Well, it doesn’t HAVE to be perfect, though it does if you have any intention of succeeding in the game’s increasingly difficult levels, each with their own equally daunting challenges – such as high score, pulling of a specific trick into a specific grind or take a particular route through the level. The real star of the show, however, is just how tight it all is. How well refined the controls feel once you start to grasp them. You always know what went wrong, and within seconds you’ve rebooted the map with the same amount of gusto you take into not making the same mistake again… but you will. It’s OK because you’ll keep at it and eventually be granted the intense gratification of having finally pulled it off. Only to then be crushed because you’ve f’d up on the next bit.
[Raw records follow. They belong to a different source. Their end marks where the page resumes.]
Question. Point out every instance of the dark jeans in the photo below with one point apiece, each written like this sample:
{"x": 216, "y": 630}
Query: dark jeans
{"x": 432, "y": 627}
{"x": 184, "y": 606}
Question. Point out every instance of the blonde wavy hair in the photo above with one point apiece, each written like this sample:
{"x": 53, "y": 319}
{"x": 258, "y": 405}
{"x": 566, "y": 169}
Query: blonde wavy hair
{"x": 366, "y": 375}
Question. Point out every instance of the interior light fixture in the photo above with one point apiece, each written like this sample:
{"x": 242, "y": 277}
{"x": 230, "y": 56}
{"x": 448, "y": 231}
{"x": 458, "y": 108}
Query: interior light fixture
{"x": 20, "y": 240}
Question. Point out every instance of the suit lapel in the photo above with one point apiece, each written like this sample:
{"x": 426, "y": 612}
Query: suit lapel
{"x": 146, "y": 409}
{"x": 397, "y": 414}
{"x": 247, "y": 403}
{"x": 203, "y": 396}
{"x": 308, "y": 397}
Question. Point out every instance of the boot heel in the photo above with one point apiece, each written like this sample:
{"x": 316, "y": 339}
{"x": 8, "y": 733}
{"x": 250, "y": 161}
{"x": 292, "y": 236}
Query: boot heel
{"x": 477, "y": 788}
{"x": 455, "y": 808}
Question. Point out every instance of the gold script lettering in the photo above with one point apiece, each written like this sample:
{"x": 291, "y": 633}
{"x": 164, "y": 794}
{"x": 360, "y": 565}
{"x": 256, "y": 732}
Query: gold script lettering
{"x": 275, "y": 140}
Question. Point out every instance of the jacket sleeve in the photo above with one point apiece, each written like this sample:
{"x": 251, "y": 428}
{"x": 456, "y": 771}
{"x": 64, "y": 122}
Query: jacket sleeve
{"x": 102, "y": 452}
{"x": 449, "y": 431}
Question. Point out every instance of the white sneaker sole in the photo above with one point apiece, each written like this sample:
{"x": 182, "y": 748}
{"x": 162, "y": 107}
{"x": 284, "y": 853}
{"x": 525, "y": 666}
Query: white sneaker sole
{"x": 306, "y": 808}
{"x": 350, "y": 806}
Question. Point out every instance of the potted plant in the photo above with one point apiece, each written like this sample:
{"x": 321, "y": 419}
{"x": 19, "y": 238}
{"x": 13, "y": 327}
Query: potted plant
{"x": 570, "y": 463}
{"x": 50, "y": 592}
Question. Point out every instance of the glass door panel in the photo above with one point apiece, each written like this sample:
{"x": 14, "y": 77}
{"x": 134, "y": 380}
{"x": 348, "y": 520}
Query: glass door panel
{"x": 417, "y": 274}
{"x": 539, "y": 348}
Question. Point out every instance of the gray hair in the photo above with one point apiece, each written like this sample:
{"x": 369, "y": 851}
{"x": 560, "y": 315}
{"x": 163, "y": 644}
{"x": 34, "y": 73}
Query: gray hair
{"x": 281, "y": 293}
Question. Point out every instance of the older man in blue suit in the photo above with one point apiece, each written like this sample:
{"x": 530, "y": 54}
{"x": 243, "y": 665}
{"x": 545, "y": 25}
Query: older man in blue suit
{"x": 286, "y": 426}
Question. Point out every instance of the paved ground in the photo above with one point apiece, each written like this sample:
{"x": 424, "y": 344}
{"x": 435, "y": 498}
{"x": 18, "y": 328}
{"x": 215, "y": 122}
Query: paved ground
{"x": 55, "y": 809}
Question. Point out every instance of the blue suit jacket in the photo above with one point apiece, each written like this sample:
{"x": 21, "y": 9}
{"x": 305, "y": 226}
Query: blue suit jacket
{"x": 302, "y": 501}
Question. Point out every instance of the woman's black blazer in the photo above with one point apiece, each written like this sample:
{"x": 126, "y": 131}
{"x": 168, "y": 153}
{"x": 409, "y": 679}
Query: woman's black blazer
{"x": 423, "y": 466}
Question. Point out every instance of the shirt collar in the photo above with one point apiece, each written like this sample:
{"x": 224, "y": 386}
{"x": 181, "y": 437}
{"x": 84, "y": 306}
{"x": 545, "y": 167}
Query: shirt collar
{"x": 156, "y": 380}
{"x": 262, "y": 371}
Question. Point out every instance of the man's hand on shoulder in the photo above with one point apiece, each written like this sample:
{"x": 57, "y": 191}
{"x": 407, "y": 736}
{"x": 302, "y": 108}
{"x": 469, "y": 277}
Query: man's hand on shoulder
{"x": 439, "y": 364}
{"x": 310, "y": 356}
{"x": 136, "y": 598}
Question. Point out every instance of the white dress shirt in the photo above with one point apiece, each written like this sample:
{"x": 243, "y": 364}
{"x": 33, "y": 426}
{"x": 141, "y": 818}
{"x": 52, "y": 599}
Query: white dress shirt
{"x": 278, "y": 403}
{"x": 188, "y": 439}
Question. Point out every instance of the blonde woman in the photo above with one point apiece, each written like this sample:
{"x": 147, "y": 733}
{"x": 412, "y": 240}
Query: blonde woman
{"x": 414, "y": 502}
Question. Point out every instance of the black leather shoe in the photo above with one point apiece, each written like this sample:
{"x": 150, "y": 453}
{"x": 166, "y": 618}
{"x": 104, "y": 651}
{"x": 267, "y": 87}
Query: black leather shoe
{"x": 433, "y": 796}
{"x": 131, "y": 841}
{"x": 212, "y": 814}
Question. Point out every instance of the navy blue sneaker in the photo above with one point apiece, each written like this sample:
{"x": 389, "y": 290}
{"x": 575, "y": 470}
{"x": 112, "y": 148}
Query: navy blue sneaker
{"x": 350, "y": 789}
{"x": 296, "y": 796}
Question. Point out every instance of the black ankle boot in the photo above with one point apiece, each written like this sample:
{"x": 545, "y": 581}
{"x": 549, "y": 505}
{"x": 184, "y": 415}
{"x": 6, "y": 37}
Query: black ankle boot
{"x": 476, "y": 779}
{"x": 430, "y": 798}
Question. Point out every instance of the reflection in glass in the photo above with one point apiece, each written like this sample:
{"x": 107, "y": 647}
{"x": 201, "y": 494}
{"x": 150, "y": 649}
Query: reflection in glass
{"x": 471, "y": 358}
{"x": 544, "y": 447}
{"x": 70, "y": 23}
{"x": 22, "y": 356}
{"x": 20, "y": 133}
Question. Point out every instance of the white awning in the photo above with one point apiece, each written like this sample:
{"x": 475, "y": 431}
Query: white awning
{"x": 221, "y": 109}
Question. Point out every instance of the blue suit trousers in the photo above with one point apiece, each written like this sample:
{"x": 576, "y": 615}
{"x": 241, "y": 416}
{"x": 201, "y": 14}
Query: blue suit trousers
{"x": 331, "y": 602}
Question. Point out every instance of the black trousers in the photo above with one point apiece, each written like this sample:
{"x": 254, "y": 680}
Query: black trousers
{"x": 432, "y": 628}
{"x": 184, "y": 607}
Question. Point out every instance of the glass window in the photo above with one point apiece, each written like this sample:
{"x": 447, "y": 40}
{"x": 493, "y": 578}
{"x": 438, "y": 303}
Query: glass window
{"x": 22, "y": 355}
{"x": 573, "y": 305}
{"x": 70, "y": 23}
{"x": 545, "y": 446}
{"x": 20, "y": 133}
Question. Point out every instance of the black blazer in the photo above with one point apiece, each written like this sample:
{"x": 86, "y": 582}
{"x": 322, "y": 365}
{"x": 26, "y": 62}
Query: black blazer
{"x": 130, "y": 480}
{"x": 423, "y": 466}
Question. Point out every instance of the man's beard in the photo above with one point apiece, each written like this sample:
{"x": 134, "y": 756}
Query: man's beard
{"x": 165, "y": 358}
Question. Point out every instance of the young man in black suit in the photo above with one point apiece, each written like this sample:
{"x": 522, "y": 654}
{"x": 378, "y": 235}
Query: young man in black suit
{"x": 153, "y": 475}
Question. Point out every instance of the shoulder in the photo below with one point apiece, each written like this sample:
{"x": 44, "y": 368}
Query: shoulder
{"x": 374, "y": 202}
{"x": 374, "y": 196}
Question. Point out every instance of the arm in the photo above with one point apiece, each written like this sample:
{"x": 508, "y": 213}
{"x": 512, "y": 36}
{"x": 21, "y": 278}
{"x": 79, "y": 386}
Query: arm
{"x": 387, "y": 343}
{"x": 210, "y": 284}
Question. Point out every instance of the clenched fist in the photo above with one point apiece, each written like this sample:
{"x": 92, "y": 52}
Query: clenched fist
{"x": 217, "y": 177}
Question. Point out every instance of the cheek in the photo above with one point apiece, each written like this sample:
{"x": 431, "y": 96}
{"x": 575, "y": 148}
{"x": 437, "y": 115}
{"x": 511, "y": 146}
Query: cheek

I’d be doing the game a disservice if I didn’t mention that this is all happening very fast. When I unlocked a new level, I found it best to give it a quick run through without attempt anything fancy, just so I could get some idea of what I was going to be expecting before I knuckled down and had a crack at meeting some of its objectives. I must again make a confession. I haven’t finished OlliOlli 2. It’s hard. I mean…really hard. I have every intention of playing this one for a long time to come. There are different zones you arrive at along the course of your career, ranging from movie sets to the streets of LA – or should I say OllA? No? Just me? I’ll get my coat. Naturally, the career is not where the game ends. There’s also spots, where you have the opportunity to get the best possible combo you can on a specific locations. Daily grind, a single daily-refreshing spot that you can practice as many times as you wish, but only have one opportunity to do your thing, at which point your efforts will be put at 1,579,345th place on a leaderboard. Last but not least, Combo-Rush, OlliOlli’s local split screen multiplayer option, where you can set up tournaments from a variety of parameters.
When all’s said and done, OlliOlli 2: Welcome To Olliwood – and I imagine it’s predecessor – is not a game you play. It’s a game you master. There are few who know me who would disagree when I say that games centred around time, precision and the like are right up my alley. Guitar Hero, One Finger Death Punch and Housemarque’s twin stick shmups to name a few. So much so the next thing I’m going to say is damn near prophetic. I love this game. I can’t comment on the first, but if it was half as good as this one, I love that, too. It’s fast, it’s hard, it holds your hand for the bare minimum and then unleashes you on a frustrating nightmare that you won’t be able to stop. One more go, you will say. Hundreds of times. As you rapidly approach the witching hour. Devolver Digital have a keen eye for this stuff, spotting small studios who have a tremendous amount of passion for both the medium and their own efforts. It’s a no brainer. Buy it.
A Steam code for PC was provided by the Devolver Digital PR team for this review. OlliOlli 2: Welcome to Olliwood is available now on PC, Mac, Linux, PS4 and PS Vita.